CAppConfigReader* pConfig =
CAppConfigReader::GetInstance(
"C:\\MyProjects\\BlackSabbath\\BlackSabbathConfig.xml");
if(NULL != pConfig)
{
csLogFileName = pConfig->GetValue(
CString("/AppLogging/LogFileName"));
}
Every subsequent call should not provide the file name, as it will result in
reopening and loading the file or changing the file. The reason is because the
implementation is singleton as there will be only one and only one application
configuration file. If more configuration file reads needed, please change
implementation from singleton to normal creation.
CAppConfigReader* pConfig = CAppConfigReader::GetInstance();
if(NULL != pConfig)
{
csLogLevel = pConfig->GetValue(
("/AppLogging/CurrentLoggingLevel"));
logLevelM = (eLoggingLevel)atoi(csLogLevel);
}
When you say /AppLogging/LogFileName to pConfig->GetValue
, the function
internally prefix Debug or Release as the build and makes it //Debug/AppLogging/LogFileName
or //Release/AppLogging/LogFileName.
Log file for Multi threaded projects
One of the main debugging/trouble shooting tools for multi threading
projects is a log file of function entry/exit and diagnostic purpose data
logging ad error logging. Logs have to be thread safe for this purpose as
multiple threads can access the log file simultaneously. I have couple of
macros to make the usage easy. I will illustrate the usage of these macros with
examples. They create a text file in the path mentioned in application
configuration file BlackSabbathConfig.xml.
When the application starts the logging objects has to be created as below
CLogFile::Create();
and when the application exits the logging objects has to be deleted as
follows.
CLogFile::Release();
The macros are declared in LoggingAPI.h and the usage is as follows.
FUNCENTRY
Usage:
FUNCENTRY("CHTTPThread::InitInstance");
Use this at the start of the
fn.
FUNCEND
Usage: FUNCEND;
Use this at the end of the fn.
FUNCRETURN
Usage: FUNCRETURN(FALSE);
Use this at the end of
the fn.
INFOLOG
Usage: INFOLOG(("Thread ID: %d
\n",pThread->m_nThreadID));
INFOLOG(("Thread Creation Succeeded
\n"));
Note: The usage is like CString::Format()
with
arguments put in a ( ). The message is prefixed with Data:
THREADDATALOG
Usage: Same as INFOLOG
, Just a different name for
clarity.
LOGWARNING
Usage: Same as INFOLOG
. However the message is
prefixed with Warning:
LOGERROR
Usage: Same as INFOLOG
. However the message is
prefixed with Error:
LOGFATALERROR
Usage: Same as INFOLOG
. However the message is
prefixed with Fatal Error:
Setting Error logging level
Using the configuration file you can set the level of error logging. The key
is in configuration file as follows
<CurrentLoggingLevel>1</CurrentLoggingLevel>
The values mean the following
- Function Level = 0
- Info Level = 1
- Warning Level = 2
- Error Level = 3
- Fatal Level = 4
CurrentLoggingLevel = 1 in configuration means all the log messages above 1
and 1 will be logged. That means Function Level logging will be ignored.
Sample Log Entry
14:09:13.219 Thread(1540) Entering CMRUCombo::AddToMRUList
File(c:\myprojects\blacksabbath\mrucombo.cpp) Line(56)
14:09:13.219 Thread(1540) Exiting CMRUCombo::AddToMRUList
File(c:\myprojects\blacksabbath\mrucombo.cpp) Line(80)

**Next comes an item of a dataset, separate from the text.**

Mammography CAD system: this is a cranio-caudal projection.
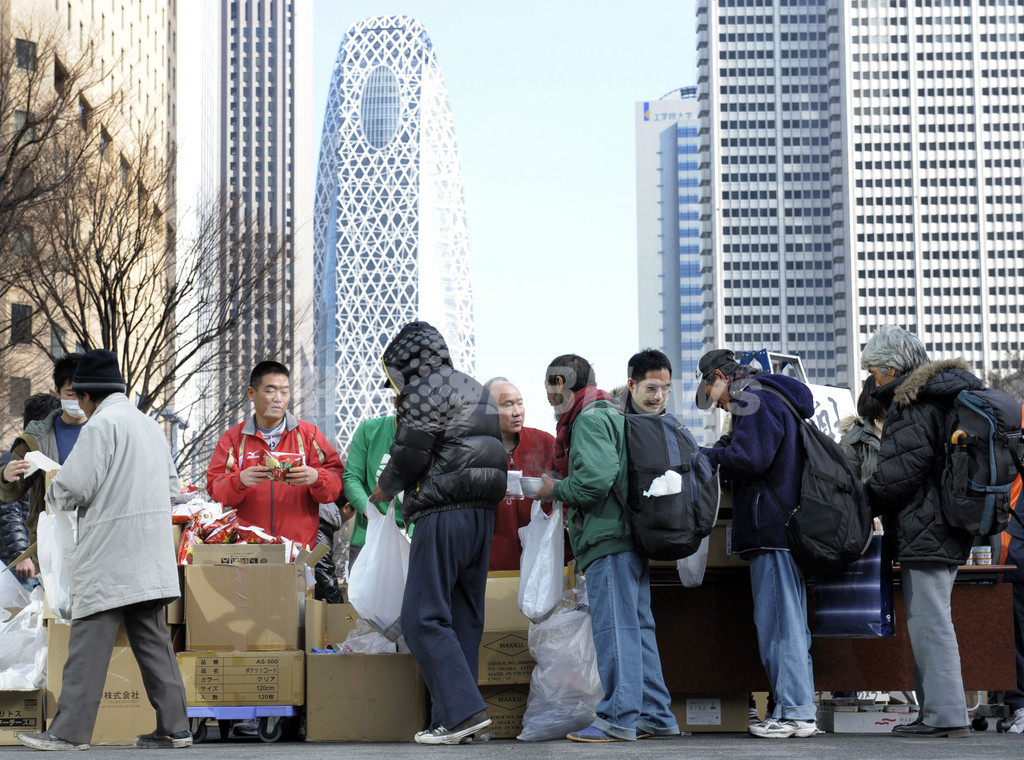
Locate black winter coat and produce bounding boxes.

The above means a normal function execution.
14:24:21.305 Thread(1516) Abnormally exiting CBlackSabbathApp:InitInstance
File(c:\myprojects\blacksabbath\blacksabbath.cpp)
This is not pleasant. Can be because of two reasons.
- You forgot to terminate the function with FUNCEND or
FUNCRETURN.
- There was an unhandled exception and the control was lost
from the function. This demonstrates one more advantage of logging, detecting
exceptions.
Note: However the logging is according to your discretion as to what
you redeem important and what you don't. Type of functions to avoid from
logging are UpdateCommandUI
, PreTranslateMsg
, OnPaint
,
OnDraw
, OnTimer
,
CArray::GetAt
derived handlers. The reason is that they are frequently called
functions and will explode your log file and make it less readable.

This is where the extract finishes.